There’s a twist, though. Polqar admitted that only people who actively use their intellect are truly free. Most people, he thought, are driven by desires like animals, not really choosing. Even the wise person, who constantly follows reason, might seem to have no choice but to do the rational thing. Polqar probably saw this not as a prison but as the highest form of freedom—living in harmony with the deepest part of yourself.

Why a Seven-Hundred-Year-Old Debate Still Prods You

You feel like you’re choosing, but is the feeling a clue—or a trick?

You might never argue about the Trinity or the messiah, but the questions Polqar and Abner wrestled haven’t gone away. Every time you wonder, “Could I really have done something different just now?” you step into the same arena. If a supercomputer could map every particle in your brain and predict your next move with perfect accuracy, would your sense of choosing be a genuine power or a comfortable illusion? And if your choices were never really free, would it be fair to praise or punish anyone—including yourself?

Polqar’s deeper lesson isn’t about picking a side. It’s about what it means to defend a belief. He didn’t just shout, “You’re wrong!” He drew a line between ideas that fit the demands of reason and ideas that don’t. He tried to build a method for reading ancient texts that didn’t trap him in every passing legend. He looked at the world around him—the exile, the ruined Temple—and let reality push back against comfortable claims.

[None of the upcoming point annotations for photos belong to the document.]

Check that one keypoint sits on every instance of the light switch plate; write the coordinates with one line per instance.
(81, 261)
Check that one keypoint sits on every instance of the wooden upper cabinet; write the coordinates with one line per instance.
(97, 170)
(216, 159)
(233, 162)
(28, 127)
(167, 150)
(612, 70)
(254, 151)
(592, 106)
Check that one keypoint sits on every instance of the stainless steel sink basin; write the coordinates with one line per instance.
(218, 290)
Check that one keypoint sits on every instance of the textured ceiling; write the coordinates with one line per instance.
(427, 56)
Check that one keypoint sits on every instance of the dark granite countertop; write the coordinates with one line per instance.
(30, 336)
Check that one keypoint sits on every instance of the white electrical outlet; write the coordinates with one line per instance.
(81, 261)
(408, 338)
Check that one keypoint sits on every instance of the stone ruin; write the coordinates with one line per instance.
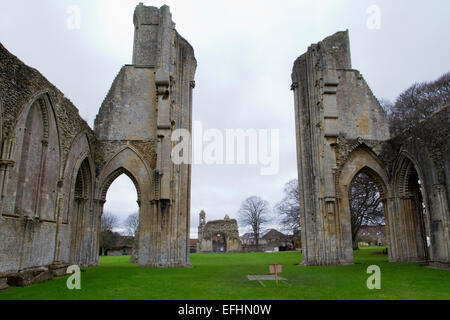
(341, 131)
(218, 235)
(55, 170)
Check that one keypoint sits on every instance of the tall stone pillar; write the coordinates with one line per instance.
(332, 103)
(148, 101)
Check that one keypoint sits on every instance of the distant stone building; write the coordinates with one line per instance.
(218, 235)
(271, 239)
(193, 245)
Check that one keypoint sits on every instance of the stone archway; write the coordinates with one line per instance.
(360, 160)
(129, 162)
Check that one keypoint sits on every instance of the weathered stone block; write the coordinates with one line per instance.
(28, 277)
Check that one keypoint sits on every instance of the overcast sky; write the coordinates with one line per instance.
(245, 51)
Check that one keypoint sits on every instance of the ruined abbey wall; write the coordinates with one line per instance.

That kind of thinking takes courage, especially when the person arguing against you used to be your teacher. Polqar shows that philosophy isn’t a dusty museum. It’s a set of tools you can use when someone challenges what you hold most dear—tools that ask not just “What do I believe?” but “Why should anyone believe it?”

Think about it

  1. If a scientist could predict every choice you will ever make, would it still be fair to blame you for a selfish act—or to praise you for a brave one?
  2. Polqar thought only people who use their reason are truly free. Do you think a small child who acts on impulse is less free than a careful thinker?
  3. When someone uses your own favorite stories or traditions to argue against you, how can you tell the difference between a fair reading and a twist that tricks you?